It's not me who says it, it's Google.
But first let's review a few basic rules of the Internet:
Thou shalt not make slow websites
— The book of Zhiheng Wang and Doantam Phan 2018:1:17
This certainly does not come as a surprise, since Google makes endless statements about speed.
The PageSpeed of Google
And how nice from Google, they do provide tools to help us making our websites faster. Surely they must be showing the way. Let's take a look.
Starting easy, what about the blog post quoted above saying that speed will impact your SEO? It's a blog post, just text and a few boxes. Nowadays Webpack will optimize the shit out of your code and assets without you lifting a finger, so on that kind of website it's almost impossible to get less than 95% right?
Okay wait. But it's an old website. They didn't necessarily know at the time. Let's have a look at something else. Surely when they created the website for Google Lighthouse they had all the tools and optimizations in mind.
Damn. There certainly is a reason for that. There is a lot of content on that webpage and at some point you need to make sacrifices. Could we get a look at a representative website for "a lot of content"? Wikipedia looks very suited for this kind of comparison. It's full of old PHP code and will probably be bloated from all sides.
Apparently not. Wikipedia is completely in the green. And if you look at the warnings, most of them seem to be perfectly conscious decisions.
Whilst speed sounds pretty important for Google, looking at their websites reveals that they are far from the standards that they set on their own. And I'm not even talking about how the AMP webpage only gets 83% nor how google.com has a 70ms input latency.
The Embeds of Google
Of course the Lighthouse is just one of the tools. There is many others provided by Google like Google Analytics, YouTube or Google Fonts. As they're destined for outside use — and indeed wildly used — the only expectation you can have is that they provide the state of the art experience.
In order to check this out, I've created a few benchmark pages.
-
A baseline which only contains a
h1
- A Google Analytics (via gtag.js) version of that page
- A Google Fonts version as well
- And for videos
You can run all those in PageSpeed and you'll notice that neither Google Analytics nor Google Fonts will hurt your website's speed. Though there is a few warnings creeping at the bottom of the report but they don't actually seem to affect the score.
On the other hand, if you run it with YouTube... Well the page's score drops to 75%! YouTube is just killing your web page. Is this inherent to video playing? That's why I also benched Plyr which still gets a 99% score.
Key learnings
Google has always been putting a very strong emphasis on speed, yet you can see a double standard emerging.
- Things that can sell advertisement is very, very fast.
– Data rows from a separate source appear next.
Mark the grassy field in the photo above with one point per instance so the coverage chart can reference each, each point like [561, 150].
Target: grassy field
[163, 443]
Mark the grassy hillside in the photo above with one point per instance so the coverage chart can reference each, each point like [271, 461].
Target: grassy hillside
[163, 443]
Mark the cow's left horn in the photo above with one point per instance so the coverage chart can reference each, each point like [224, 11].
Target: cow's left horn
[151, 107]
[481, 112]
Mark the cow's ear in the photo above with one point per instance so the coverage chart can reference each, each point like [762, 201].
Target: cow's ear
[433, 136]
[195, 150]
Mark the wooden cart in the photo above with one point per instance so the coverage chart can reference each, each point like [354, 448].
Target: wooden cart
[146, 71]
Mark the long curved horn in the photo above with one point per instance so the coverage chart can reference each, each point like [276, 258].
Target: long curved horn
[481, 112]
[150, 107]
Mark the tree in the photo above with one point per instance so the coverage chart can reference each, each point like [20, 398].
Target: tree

The Google Analytics/gtag embed shows just that.
- Key products, like Google itself, stay quite fast while you can see some compromises made which impact performance in a non-noticeable manner.
- But other products, like the developer website or the YouTube player have a disastrous performance score.
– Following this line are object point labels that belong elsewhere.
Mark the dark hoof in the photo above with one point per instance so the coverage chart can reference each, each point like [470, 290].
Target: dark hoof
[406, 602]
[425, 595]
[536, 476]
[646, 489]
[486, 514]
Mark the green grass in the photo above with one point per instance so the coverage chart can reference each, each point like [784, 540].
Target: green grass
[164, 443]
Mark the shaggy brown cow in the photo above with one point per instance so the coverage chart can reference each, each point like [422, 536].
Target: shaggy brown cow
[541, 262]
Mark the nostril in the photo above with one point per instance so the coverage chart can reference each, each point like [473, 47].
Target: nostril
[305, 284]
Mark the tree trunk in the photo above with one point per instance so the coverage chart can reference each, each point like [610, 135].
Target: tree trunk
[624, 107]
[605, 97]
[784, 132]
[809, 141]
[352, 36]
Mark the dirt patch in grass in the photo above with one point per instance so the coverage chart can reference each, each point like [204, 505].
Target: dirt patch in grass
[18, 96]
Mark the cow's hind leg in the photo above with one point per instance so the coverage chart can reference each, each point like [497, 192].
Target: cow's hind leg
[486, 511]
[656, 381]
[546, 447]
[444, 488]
We've also shown that whilst those secondary products have bad performance there is alternatives which can display a much higher score.
From afar, Google seems mighty and powerful but it seems that they are unable to produce high-quality work on several areas that are important to us commoners. There is probably reasons for that but I don't really care about them: the stand they're taking is way too strong to go away with excuses.
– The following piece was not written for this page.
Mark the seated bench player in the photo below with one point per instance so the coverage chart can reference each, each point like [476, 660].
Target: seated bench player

In the end, what I'll remember from this research is:
- Don't swallow Google's hypocritical crap
- Believe in yourself, doing better than Google is really not so hard 💪
Top comments (3)
Performance was one of the reasons we went down the path of offering our own video embed features on dev.to. It will continue to take a while before we can offer the experience of YouTube, but it's a good path to go down. YouTube is not great for pages.
Also tracking scripts and ads—we didn't need to be serving Google's tracking scripts and ads if we didn't have to be.
Kudos to the dev team!
So I'll just drop this here just in case but I coded like last week a video sharing platform based on AWS S3 + ElasticTranscoder. It's surprisingly easy to do (let's say 1~2 weeks of work on the video upload/play system). To handle uploads I use tus (with the official tusd implementation) and to manage the transcoding I forked videofront (mostly to upgrade the dependencies). And of course plyr for the video player (as seen above, very low performance impact). Works well for me!
Same 😄
And yeah, it's been great! We still have some UX to work out but the nuts and bolts have been awesome.